Mme Rodriguez n’était pas encore à l’accueil – c’était une lève-tard, moins alerte que son époux. Laura traversa la salle à manger déserte et gravit l’escalier de la tour.

La trappe coulissante de celle-ci s’ouvrit à son approche. Elle émergea par le plancher du premier, au centre d’une salle de conférence circulaire garnie d’équipements de bureaux ultra-modernes et de sièges tournants rembourrés. Derrière elle, la trappe se replia en accordéon.

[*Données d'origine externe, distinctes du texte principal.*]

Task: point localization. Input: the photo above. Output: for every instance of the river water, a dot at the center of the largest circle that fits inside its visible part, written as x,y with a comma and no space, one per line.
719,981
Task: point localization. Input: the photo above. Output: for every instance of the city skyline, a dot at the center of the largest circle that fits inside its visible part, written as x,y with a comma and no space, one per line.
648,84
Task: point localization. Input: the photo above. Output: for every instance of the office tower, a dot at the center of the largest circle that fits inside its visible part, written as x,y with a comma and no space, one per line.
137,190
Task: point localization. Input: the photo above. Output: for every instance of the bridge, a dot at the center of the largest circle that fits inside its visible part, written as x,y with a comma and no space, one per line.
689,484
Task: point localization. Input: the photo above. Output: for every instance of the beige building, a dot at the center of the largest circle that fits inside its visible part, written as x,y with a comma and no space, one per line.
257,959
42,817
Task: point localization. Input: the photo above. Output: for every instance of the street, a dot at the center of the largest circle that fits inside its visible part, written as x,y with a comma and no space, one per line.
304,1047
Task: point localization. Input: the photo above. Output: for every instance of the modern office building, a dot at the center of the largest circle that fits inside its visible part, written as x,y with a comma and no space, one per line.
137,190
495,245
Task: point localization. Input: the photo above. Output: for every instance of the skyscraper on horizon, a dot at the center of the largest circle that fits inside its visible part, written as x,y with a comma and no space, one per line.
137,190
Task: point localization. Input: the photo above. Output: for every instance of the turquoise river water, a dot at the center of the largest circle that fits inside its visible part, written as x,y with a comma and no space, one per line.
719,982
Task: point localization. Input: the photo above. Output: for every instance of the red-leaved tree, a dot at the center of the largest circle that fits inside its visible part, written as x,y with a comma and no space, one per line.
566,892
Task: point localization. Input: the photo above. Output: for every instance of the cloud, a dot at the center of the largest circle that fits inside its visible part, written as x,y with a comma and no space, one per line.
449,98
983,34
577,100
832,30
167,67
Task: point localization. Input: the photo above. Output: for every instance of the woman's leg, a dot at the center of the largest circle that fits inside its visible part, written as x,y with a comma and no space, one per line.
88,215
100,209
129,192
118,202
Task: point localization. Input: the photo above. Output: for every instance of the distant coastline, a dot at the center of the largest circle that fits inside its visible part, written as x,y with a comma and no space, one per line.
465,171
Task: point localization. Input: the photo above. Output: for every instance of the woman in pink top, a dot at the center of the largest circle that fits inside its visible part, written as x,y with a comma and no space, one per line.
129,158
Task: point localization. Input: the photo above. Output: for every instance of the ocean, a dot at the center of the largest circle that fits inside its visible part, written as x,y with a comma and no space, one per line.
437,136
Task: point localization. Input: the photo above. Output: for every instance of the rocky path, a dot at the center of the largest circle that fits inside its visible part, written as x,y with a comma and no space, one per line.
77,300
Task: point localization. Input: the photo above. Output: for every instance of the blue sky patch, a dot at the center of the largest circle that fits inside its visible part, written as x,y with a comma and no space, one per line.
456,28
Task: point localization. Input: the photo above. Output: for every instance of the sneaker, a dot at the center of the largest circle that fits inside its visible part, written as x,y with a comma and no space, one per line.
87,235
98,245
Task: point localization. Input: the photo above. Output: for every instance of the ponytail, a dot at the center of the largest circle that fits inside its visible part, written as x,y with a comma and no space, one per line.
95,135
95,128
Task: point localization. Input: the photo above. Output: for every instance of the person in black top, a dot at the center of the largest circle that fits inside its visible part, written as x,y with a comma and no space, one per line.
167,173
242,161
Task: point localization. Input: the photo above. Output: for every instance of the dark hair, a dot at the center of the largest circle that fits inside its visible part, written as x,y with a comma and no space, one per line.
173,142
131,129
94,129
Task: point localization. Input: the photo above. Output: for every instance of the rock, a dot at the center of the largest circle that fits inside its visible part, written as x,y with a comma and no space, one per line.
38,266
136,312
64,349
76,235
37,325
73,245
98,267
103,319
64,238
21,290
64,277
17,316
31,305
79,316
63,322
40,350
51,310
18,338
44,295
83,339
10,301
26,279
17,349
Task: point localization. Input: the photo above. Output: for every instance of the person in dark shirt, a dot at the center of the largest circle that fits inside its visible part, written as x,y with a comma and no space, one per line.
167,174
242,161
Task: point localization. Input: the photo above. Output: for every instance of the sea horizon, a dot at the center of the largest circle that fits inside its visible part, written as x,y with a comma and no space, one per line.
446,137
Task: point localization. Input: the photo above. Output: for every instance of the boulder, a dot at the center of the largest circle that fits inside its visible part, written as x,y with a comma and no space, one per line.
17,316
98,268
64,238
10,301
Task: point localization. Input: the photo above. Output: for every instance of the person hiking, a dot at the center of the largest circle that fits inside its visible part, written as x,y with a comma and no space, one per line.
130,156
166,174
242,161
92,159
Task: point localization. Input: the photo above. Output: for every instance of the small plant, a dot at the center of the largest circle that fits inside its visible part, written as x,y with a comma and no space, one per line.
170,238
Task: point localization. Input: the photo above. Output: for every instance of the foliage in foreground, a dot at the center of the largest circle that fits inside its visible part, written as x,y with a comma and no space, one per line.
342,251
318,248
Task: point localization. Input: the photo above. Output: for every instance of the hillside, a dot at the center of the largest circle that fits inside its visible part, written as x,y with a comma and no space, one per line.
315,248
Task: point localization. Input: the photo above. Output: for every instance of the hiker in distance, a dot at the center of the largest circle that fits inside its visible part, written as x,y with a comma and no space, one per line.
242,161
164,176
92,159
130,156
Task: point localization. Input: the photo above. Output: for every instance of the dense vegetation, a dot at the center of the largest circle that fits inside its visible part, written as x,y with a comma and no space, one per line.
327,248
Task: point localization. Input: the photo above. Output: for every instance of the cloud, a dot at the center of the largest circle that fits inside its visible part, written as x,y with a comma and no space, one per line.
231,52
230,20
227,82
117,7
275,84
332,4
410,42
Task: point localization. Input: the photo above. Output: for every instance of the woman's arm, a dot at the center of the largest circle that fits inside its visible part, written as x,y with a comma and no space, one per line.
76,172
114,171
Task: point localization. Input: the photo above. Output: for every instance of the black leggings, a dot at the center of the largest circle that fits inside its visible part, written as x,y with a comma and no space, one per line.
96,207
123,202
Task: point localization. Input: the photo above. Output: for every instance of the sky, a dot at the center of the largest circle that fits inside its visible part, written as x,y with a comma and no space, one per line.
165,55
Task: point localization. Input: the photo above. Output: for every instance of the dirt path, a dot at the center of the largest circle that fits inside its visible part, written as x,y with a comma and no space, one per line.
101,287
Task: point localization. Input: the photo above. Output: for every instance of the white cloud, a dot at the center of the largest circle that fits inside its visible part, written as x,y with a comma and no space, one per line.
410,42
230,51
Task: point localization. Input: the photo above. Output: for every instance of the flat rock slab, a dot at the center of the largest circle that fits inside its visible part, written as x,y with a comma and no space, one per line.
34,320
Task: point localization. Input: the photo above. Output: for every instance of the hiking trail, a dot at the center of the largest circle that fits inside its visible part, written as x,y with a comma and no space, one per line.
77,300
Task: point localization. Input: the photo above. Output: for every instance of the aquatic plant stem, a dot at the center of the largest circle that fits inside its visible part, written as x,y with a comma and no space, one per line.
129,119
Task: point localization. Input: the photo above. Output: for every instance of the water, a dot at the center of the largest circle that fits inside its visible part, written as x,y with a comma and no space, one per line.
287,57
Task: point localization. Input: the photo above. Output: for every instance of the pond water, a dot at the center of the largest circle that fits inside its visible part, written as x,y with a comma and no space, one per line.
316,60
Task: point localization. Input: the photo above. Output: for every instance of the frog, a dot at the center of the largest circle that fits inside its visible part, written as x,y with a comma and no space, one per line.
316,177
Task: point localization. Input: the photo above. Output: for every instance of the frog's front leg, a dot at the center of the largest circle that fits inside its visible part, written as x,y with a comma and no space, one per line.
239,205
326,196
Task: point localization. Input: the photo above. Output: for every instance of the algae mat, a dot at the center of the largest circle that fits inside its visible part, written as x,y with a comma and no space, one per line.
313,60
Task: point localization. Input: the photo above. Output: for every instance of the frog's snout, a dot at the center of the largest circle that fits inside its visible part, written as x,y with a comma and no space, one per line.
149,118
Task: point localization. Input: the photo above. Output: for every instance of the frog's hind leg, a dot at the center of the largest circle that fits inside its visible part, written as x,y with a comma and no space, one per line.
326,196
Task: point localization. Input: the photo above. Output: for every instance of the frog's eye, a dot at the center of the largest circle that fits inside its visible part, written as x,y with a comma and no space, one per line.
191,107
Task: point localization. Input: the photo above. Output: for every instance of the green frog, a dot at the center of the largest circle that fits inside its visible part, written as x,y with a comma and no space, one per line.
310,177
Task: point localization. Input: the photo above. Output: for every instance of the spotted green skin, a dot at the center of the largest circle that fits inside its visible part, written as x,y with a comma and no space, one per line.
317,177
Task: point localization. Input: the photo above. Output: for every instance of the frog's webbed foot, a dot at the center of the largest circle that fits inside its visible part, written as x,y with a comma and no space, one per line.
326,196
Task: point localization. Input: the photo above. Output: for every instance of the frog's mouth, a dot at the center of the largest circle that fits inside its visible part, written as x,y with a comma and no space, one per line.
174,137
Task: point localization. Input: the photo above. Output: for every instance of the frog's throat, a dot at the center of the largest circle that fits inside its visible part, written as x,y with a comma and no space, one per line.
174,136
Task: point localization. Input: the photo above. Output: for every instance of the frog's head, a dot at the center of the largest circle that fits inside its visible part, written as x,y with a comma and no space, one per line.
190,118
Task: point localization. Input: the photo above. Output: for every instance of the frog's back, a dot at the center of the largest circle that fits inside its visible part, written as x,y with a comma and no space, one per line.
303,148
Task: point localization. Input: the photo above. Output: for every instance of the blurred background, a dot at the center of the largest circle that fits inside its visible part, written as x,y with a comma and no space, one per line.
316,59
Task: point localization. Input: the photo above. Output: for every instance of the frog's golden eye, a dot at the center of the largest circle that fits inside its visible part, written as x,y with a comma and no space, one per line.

David, son mari, était étendu sur un canapé d’osier, le bébé posé sur la poitrine. Tous deux dormaient à poings fermés. L’une des mains de David était douillettement plaquée sur le fond de pyjama de la petite Loretta.

Les rayons du soleil matinal entraient à flots par les gros hublots épais de la tour, traversant la pièce en oblique et donnant à leur visage un étrange éclat Renaissance. David avait la tête appuyée sur un coussin et son profil, toujours saisissant, évoquait une pièce à l’effigie d’un Médicis. Le visage du bébé, paisible et détendu, avec sa peau de damas, respirait une étonnante fraîcheur. Comme si elle venait de sortir d’un emballage de cellophane.

Dans son sommeil, David avait repoussé l’édredon de laine qui reposait en boule à ses pieds. Laura le prit et, délicatement, l’étendit sur ses cuisses et le dos du bébé.